When I was at university, we’d spend one Saturday a year ensconced in a tent stall in the town’s central park. The outreach program was aimed at kids of middle school age, and tried to embue them with an interest in earth sciences. To this end, the graduate students would take over the Grad Club for weeks on end, and, over a jug of beer or three, try to come up with a winning display.
One year, the palaeontologists got together, and came up with a jigsaw puzzle, which tried to show how the Earth’s surface has changed over the past 180 million years. This, together with a giant ammonite fossil (complete with tooth marks from a prehistoric shark), went out on the table in our stall, and we were all feeling justly proud.
The kids seemed to like it — the puzzle gave them something to do for three seconds, and the highlighted tooth marks on the ammonite shell made for suitably scary stories. “Have you seen Jaws?” we’d ask, and their eyes would widen, round as dinner plates.
There was a young mother who was not so enchanted. She waited, frowning, as her daughter and friends did the puzzle, and exclaimed over the shell, and then, a minute or so later, ran off to the stall next door. When they were gone, the young mother pulled me to one side.

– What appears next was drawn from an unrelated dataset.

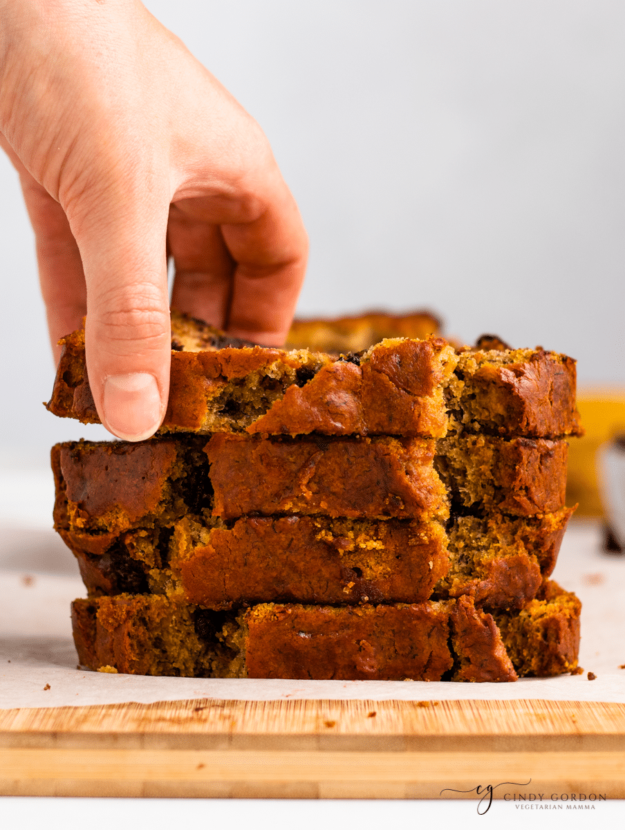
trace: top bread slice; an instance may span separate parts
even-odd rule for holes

“What do you think you’re doing?” she asked.
“I’m sorry?” I was a little confused.
“You’re teaching these kids all kinds of junk!”
I hastily thought back on all that I’d said, trying to remember where I’d screwed up. “I, uh…” Eloquent as always, yep, that’s me. Fortunately, the blank incomprehension must have shone through.
“Like plate tectonics!” she said, and pointed down at the puzzle. “Everyone knows that the Earth was created by God, and not 180 million years ago, either.”
To this day, I cannot think of a single witty retort.